Геслер скривил губы. — Вискиджек. Его понизили до сержанта еще раньше, чем меня. Хотя меня сделали капралом. Тут я его побил.

— Ну, ты тоже теперь сержант. А Вискиджек объявлен вне закона. Попробуй побить!

— Можно бы, — буркнул Геслер.

— Сомневаешься в Адъюнкте? — сказал Смычок тихо. Двор был пуст, но все же…

— Знаешь ли, я ее видел. Ох, холодна как раздвоенный язык Худа. Отняла у меня кораблик.

— У тебя был корабль?

— Я его нашел. Да уж. Именно я доставил раненых Колтейна в Арен. И вот благодарность.

— Можешь дать ей кулаком в рожу. Ведь так ты обращаешься с начальством, рано или поздно?

— Могу. Если пройду мимо Гамета. Но дело ясное: она в жизни командовала только слугами в поганом своем имении, а теперь получила три легиона и задачу отвоевать субконтинент. — Моряк искоса глянул на Смычка. — Мало кто из фаларийцев служил в Сжигателях. Знаю только одного.

— Да, и я — это он.

Геслер, чуть помедлив, ухмыльнулся и протянул руку: — Смычок. Скрипач. Ясно.

Они обменялись рукопожатием. Смычку рука бывшего капитана показалась каменной.

— Есть поблизости одна таверна, — сказал Геслер. — Пора обменяться рассказами. Только клянусь, мой будет похлеще твоего.

— Ох, Гес, — вздохнул Смычок, — ты удивишься…

Глава 6

Путешествие домой оказалось всего лишь возвращением к месту начала, к разрушенным воспоминаниям, к линии прилива и кускам кораллов, к горстке брошенных, подгнивших под ударами штормов хижин. Сети лежат, спутавшись с кусками плавника, отбеленными солнцем до ослепительного блеска. Тропа к дороге давно заросла скрученными непогодой сорняками… Нет, здесь прошлое не сумело уцелеть, здесь, в маленькой рыбацкой деревне на берегу Итко Кана, Худ порезвился на славу, не оставив за спиной ни одной живой души.

Кроме мужчины, сумевшего вернуться.
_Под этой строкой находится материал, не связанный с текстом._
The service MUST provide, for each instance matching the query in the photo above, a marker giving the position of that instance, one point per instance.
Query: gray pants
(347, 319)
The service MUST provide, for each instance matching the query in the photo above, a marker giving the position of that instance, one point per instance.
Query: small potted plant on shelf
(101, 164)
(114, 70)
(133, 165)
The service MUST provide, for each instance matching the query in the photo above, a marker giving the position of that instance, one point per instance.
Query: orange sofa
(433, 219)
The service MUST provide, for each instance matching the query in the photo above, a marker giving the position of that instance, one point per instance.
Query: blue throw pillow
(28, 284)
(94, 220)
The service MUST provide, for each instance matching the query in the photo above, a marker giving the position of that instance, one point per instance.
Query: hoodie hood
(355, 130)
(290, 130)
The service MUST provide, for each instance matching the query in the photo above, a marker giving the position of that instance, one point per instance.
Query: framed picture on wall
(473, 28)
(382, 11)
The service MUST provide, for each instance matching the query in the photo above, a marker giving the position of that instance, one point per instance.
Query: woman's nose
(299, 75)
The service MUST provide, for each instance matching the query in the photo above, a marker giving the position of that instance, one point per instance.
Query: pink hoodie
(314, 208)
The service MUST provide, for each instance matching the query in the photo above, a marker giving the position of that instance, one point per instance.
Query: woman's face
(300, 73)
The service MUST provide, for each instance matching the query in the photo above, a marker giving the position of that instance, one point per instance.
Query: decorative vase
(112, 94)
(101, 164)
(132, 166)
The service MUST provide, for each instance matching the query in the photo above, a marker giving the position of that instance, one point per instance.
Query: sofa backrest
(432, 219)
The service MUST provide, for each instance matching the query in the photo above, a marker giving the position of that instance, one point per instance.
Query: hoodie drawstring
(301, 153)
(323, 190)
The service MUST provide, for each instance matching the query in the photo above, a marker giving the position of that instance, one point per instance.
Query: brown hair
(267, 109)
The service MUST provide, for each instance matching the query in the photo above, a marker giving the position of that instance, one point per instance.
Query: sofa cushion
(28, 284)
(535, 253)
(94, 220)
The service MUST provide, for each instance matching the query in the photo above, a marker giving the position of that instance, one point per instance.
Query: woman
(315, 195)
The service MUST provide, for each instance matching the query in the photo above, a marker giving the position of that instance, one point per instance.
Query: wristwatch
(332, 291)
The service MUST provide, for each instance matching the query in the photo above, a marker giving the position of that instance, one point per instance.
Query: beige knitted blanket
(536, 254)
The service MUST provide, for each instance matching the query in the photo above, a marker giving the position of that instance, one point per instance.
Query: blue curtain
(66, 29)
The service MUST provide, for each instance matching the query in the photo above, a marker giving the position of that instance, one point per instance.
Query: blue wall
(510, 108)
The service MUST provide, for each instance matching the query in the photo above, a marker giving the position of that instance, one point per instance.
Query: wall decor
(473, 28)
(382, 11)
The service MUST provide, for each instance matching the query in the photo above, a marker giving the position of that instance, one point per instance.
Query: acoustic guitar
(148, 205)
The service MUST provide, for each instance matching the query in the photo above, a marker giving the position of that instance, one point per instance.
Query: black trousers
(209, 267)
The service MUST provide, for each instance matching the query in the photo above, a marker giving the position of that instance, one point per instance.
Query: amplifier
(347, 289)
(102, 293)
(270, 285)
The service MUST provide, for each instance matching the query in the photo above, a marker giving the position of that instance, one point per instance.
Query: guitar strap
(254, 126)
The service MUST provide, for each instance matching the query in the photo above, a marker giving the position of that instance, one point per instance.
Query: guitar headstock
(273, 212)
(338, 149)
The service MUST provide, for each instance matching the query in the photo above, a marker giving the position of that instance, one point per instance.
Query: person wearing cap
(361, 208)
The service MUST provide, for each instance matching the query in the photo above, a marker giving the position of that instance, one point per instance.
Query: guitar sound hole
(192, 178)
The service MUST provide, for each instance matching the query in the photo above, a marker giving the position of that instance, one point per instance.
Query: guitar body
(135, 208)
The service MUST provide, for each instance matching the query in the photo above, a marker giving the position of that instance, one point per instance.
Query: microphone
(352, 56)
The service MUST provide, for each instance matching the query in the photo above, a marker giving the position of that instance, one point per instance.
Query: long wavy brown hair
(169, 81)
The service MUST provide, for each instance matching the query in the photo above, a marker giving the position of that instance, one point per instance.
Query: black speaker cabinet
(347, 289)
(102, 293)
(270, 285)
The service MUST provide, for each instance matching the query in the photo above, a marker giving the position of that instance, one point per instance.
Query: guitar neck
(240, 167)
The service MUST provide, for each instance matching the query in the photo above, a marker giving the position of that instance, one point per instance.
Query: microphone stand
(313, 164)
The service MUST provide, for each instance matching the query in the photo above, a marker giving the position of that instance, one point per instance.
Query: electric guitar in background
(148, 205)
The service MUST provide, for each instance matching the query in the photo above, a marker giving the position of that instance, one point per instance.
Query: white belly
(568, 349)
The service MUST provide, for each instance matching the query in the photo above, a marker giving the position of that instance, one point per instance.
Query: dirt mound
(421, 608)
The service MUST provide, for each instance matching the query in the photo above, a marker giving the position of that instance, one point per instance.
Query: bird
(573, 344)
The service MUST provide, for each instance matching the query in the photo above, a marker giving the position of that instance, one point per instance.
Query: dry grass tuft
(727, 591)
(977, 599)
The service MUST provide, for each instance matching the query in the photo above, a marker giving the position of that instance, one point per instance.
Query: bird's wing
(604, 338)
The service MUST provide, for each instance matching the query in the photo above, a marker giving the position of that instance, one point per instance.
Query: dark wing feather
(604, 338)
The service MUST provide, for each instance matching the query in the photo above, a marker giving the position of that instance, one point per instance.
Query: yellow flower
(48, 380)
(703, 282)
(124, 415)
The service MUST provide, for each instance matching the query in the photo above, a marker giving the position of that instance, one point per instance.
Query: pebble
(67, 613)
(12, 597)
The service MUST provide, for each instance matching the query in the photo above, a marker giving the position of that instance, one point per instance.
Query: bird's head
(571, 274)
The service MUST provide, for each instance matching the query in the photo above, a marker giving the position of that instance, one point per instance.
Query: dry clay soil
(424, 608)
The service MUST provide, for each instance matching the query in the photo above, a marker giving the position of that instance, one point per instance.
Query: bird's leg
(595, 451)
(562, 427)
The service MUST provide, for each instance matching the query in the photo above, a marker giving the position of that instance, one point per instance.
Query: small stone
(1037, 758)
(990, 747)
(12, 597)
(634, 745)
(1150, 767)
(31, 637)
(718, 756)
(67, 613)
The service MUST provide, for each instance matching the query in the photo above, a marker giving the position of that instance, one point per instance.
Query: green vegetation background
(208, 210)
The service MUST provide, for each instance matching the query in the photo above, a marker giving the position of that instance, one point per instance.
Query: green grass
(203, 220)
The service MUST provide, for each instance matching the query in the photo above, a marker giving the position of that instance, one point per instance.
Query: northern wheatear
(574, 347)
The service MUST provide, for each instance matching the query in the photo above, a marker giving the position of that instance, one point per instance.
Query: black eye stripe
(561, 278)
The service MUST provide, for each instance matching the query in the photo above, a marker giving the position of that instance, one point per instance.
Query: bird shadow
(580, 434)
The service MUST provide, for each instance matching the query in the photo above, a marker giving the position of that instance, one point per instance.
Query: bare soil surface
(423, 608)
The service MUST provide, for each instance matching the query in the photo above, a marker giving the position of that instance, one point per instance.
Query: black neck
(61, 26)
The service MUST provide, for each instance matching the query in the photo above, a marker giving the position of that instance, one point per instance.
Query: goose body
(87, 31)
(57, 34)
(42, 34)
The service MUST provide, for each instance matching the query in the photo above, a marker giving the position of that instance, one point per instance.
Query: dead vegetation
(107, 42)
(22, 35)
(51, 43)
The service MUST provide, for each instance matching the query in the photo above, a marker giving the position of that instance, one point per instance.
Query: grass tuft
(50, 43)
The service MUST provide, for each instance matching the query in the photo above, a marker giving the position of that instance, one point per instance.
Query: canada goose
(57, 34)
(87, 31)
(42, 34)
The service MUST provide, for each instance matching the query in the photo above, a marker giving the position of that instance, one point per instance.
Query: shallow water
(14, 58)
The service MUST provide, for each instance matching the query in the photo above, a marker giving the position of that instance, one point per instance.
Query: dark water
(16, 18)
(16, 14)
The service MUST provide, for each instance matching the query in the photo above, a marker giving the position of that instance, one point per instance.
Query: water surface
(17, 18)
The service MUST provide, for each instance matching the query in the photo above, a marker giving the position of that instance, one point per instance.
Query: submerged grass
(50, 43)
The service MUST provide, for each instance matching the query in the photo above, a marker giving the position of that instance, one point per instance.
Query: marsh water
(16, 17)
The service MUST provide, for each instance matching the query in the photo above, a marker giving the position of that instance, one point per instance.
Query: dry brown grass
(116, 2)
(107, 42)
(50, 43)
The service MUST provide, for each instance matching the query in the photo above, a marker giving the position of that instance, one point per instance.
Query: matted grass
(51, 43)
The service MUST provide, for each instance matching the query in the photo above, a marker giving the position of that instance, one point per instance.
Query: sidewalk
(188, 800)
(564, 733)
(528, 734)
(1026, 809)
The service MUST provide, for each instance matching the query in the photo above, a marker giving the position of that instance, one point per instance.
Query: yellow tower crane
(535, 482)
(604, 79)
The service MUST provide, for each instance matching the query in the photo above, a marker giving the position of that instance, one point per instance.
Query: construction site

И дочери этого мужчины, которой некогда завладел бог.

И отец ее лег спать в покосившейся хибаре, под провалом давно унесенной бурей плетеной крыши, рядом с затянутой в песок лодкой, от которой на поверхности виднелись только нос и корма.

Крокус проснулся от тихих всхлипываний. Сел и увидел Апсалар, вставшую на колени около неподвижного тела отца. На полу хижины после вчерашних их блужданий осталось немало отпечатков, но Крокус сразу увидел одну, необычную цепочку следов: подошвы большие, ноги широко расставленные, но слишком слабо продавившие влажный песок. Тихое появление ночью со стороны моря, остановка у спящего Реллока. Куда пришелец затем удалился, было непонятно.

Даруджа пробрал озноб. Одно дело — тихо умереть во сне, совсем другое — когда Худ или один из его миньонов приходит во плоти, чтобы забрать душу человека.

Горе Апсалар было тихим. Ее плач едва слышался за шепотом прибрежных волн, за слабым свистом ветра среди перекошенных досок хижины. Она стояла на коленях, понурив голову, лицо скрылось под свесившимися словно траурная шаль волосами. Руки вцепились в правую ладонь отца.

Крокус не стал подходить к девушке. За месяцы совместных странствий он мало-помалу научился ее понимать. Глубина ее души стала неизмеримой, а то, что лежит в сердце, принадлежит… иному миру и непостижимо разумению человеческому.

Бог, овладевший ею — Котиллион — Веревка, Покровитель Ассасинов из Дома Теней — когда-то был смертным по кличке Танцор, ближайшим помощником Келланведа, разделившим, по всеобщему убеждению, участь павшего от рук Лейсин императора. На самом деле они не умерли. Нет, они возвысились. Крокус не имел ни малейшего понятия, что это значит. Возвышение — одна из бесчисленных тайн мира, мира, которым правит неопределенность, порабощая равно богов и людей — и законы ее правления неведомы никому. Однако ему казалось: возвыситься одновременно означает сдаться. Прими то, что по праву называется бессмертием — и тебе суждено отвернуться от прежней жизни. Разве не в том участь смертного (участь была неподходящим словом, но иного он придумать не смог), чтобы принять жизнь словно любовницу? Жизнь со всей ее хрупкостью и мимолетностью?